I'm supposed to avoid cutting or bruising myself, so high speeds and adrenaline are a thing of the past. I can no longer risk crashing. Fat biking the beach, hiking, paddling, and going fishing are activities where I can control my speed. I need to get one of those tough "bite-proof" fishing gloves, too! Dang! 
I think I need to tie up some lake patterns.


----------



## MarkMN (May 16, 2017)

Yup, fishing competes for my free time.









Sent from my SM-G930V using Tapatalk


----------



## OlMarin (Oct 22, 2016)

Popiel pocket fisherman. Small tackle box. My bicycle has a rack on the rear. 3 lakes within 10 miles of my house. I combine my two favorite hobbies. Fishing for me is just like women. Catch and release 
All I need. I'm not sure which I like better. Except there isn't a season for bike riding


----------



## thecanoe (Jan 30, 2007)

Striper season is here on Cape Cod. Tough decision to go for a ride or break out the kayak. Kayak won.









Sent from my iPad using Tapatalk


----------



## High Desert (May 22, 2017)

MarkMN said:


> Yup, fishing competes for my free time.
> 
> 
> 
> ...


Nice steelhead! What river?


----------



## MarkMN (May 16, 2017)

High Desert said:


> Nice steelhead! What river?


The Baptism River on the North Shore of Lake Superior in MN.

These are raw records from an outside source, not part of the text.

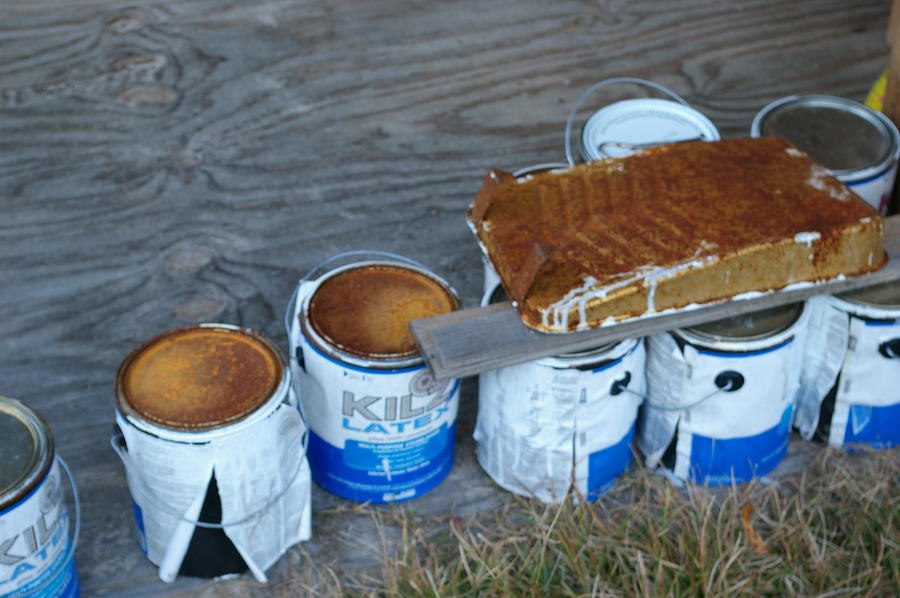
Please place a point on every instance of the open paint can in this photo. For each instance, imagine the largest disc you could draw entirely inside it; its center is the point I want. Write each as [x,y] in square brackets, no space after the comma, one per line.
[863,407]
[382,429]
[721,396]
[563,423]
[212,443]
[859,145]
[37,553]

Sent from my SM-G930V using Tapatalk


----------



## 2old (Aug 31, 2015)

Bowfish









Sent from my SM-G930V using Tapatalk


----------



## Oh My Sack! (Aug 21, 2006)

Haven't been running either of the offshore boats this season but I have got the bass boat out a few time over the last couple weeks. Headed out again Friday afternoon till sunset in search of a few slob bass.


----------